A and a are integers.

B and a are rational numbers.

C and a are irrational numbers.

D and a may be rational numbers or irrational numbers.

Solution: divide both sides of the equation by ab at the same time,

1b+ 2+ 1a= 2ab，

After sorting, a+bab= 2(ab- 1)ab.

So a+b= 2(ab- 1)

There is an irrational number on one side of the equation. If both a and b are rational numbers, the equation will never hold.

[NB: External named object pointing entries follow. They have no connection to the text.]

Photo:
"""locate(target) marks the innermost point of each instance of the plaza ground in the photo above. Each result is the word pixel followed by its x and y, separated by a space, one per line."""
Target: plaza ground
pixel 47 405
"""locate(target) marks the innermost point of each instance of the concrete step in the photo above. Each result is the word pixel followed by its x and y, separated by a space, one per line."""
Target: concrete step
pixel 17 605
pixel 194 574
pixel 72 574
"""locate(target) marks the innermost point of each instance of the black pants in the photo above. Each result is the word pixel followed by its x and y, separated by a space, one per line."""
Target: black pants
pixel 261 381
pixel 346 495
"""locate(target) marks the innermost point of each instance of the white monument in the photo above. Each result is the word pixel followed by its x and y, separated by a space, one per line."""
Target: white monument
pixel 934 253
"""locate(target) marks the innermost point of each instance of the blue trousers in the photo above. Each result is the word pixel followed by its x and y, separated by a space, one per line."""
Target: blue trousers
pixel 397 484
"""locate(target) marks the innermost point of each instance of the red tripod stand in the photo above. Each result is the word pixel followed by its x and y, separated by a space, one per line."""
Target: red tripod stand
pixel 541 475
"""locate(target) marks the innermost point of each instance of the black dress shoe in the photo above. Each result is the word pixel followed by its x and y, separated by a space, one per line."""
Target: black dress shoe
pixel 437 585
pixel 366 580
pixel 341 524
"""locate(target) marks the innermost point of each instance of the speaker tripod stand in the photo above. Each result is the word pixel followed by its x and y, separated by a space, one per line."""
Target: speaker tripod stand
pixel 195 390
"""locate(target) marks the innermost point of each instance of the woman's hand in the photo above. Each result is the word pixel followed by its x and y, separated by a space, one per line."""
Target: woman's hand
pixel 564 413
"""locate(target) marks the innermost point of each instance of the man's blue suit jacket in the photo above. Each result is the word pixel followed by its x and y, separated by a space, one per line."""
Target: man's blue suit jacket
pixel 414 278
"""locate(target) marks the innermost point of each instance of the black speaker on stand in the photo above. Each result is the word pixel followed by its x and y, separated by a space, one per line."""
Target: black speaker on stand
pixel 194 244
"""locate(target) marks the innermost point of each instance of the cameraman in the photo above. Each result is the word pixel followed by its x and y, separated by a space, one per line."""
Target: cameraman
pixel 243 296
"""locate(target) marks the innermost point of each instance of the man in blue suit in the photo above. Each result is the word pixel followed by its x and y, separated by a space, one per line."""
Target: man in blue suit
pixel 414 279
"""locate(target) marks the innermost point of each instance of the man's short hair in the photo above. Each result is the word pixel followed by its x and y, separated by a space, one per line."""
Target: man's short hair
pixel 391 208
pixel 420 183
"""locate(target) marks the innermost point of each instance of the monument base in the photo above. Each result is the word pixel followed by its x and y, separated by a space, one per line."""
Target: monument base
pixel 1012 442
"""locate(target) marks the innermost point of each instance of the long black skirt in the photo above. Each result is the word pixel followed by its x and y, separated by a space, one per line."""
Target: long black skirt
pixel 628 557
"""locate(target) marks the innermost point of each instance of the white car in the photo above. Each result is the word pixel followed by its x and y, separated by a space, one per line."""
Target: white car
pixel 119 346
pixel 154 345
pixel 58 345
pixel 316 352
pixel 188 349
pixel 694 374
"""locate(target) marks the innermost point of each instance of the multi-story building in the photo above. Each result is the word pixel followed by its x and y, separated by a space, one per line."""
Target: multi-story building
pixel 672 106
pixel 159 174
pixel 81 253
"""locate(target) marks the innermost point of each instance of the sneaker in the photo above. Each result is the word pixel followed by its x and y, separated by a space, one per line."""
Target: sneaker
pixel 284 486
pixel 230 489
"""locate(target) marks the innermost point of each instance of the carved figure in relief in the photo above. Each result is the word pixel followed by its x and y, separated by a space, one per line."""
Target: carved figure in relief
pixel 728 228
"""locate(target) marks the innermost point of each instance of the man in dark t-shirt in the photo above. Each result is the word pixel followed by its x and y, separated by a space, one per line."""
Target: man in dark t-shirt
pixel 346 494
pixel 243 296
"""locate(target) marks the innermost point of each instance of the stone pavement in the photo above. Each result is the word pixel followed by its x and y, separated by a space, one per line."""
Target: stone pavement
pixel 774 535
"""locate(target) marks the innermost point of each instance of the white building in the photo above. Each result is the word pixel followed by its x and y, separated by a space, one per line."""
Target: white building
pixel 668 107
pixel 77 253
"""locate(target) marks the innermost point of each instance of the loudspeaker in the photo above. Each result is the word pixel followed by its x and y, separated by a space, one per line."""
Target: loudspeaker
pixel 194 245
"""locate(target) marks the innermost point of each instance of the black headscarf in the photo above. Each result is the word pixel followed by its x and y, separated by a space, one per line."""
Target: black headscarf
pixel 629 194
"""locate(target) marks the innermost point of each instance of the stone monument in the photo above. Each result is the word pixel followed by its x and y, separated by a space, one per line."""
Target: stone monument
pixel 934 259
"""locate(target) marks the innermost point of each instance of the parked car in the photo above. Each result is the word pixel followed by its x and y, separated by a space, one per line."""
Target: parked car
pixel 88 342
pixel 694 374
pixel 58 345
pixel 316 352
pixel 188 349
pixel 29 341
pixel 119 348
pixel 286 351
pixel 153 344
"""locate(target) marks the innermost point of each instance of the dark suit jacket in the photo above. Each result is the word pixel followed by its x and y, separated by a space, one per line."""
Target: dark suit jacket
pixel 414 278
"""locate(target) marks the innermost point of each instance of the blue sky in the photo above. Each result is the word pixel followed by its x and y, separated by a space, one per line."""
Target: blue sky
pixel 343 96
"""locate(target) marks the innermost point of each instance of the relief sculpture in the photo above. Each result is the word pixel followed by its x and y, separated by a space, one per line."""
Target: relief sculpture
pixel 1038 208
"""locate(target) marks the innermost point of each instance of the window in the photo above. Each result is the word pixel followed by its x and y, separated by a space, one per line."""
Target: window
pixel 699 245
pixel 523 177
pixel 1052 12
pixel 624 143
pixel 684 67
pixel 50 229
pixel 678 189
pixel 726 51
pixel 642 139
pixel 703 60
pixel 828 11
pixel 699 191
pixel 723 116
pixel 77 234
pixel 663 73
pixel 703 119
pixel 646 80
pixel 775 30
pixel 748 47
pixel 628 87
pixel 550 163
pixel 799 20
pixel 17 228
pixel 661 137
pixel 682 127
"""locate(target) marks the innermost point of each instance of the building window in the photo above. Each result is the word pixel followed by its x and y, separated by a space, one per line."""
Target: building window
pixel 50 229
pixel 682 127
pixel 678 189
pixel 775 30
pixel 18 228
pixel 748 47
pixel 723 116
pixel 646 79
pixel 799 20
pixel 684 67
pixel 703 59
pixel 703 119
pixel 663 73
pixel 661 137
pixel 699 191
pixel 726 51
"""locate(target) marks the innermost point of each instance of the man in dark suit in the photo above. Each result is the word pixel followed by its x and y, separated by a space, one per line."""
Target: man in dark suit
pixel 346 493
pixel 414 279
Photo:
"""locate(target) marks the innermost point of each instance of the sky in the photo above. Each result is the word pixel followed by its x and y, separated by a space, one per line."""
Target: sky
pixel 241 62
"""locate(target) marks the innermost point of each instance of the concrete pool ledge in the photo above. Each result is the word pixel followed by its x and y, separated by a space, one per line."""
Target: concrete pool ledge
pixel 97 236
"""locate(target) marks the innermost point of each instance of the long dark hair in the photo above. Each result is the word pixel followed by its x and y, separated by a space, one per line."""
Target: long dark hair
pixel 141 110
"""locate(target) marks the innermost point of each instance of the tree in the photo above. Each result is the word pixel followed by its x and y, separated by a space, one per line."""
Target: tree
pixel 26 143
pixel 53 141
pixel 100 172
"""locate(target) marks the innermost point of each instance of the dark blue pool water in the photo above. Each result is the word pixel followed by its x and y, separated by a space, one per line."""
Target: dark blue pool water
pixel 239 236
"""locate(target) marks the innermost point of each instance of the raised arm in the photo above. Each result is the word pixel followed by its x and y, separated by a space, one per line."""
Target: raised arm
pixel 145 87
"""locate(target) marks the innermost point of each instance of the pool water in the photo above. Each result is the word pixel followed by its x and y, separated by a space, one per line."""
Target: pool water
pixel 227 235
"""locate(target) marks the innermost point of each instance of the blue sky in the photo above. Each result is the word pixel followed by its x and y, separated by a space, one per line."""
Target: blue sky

And because B is rational, A must be irrational.

So choose C.

2. Prove that 2.61545454 ... = 2.6154 ... cyclic decimals are rational numbers.

Proof: let x = 2.61$ \ stackrel {...} {54} $,①

Both sides are multiplied by 100,100x = 2.61$ \ stackrel { } {54} $ = 26 1.$ \ stackrel {。 } {54} $,②

②-① Germany

99x = 26 1.54-2.6 1 = 258.93，

So x=$\frac{25893}{9900}$,

Because the fraction is a rational number, X is a rational number, that is, 2.61545454 … = 2.61$ \ stackrel {..} {54} $ cyclic decimal is a rational number.

3. Three mutually unequal rational numbers can be expressed in the form of 1, a+b, a, or 0, ba, b. Try to find the value of a2000+b200 1.

Solution: ∵ Three mutually unequal rational numbers are represented by 1, a+b, a, and can also be represented by 0, ba, b,

The numbers in these two arrays are equal respectively.

∴ One of A+B and A is 0, and one of ba and B is 1, but if a=0, ba is meaningless.

∴a≠0, only a+b=0, which means a=-b, so Ba =- 1. Only b= 1, so A =- 1.

∴ Original formula = (-1) 2000+12001=1= 2.

So the answer is: 2.

4. Let α, β be rational numbers and γ be irrational numbers. If α+βγ=0, it proves that α = β = 0.

Proof: Assuming β≠0,

∵α+βγ=0,( 1)

∴γ=- αβ,

And beta are rational numbers,

∴ γ is a rational number, which contradicts that γ is an irrational number.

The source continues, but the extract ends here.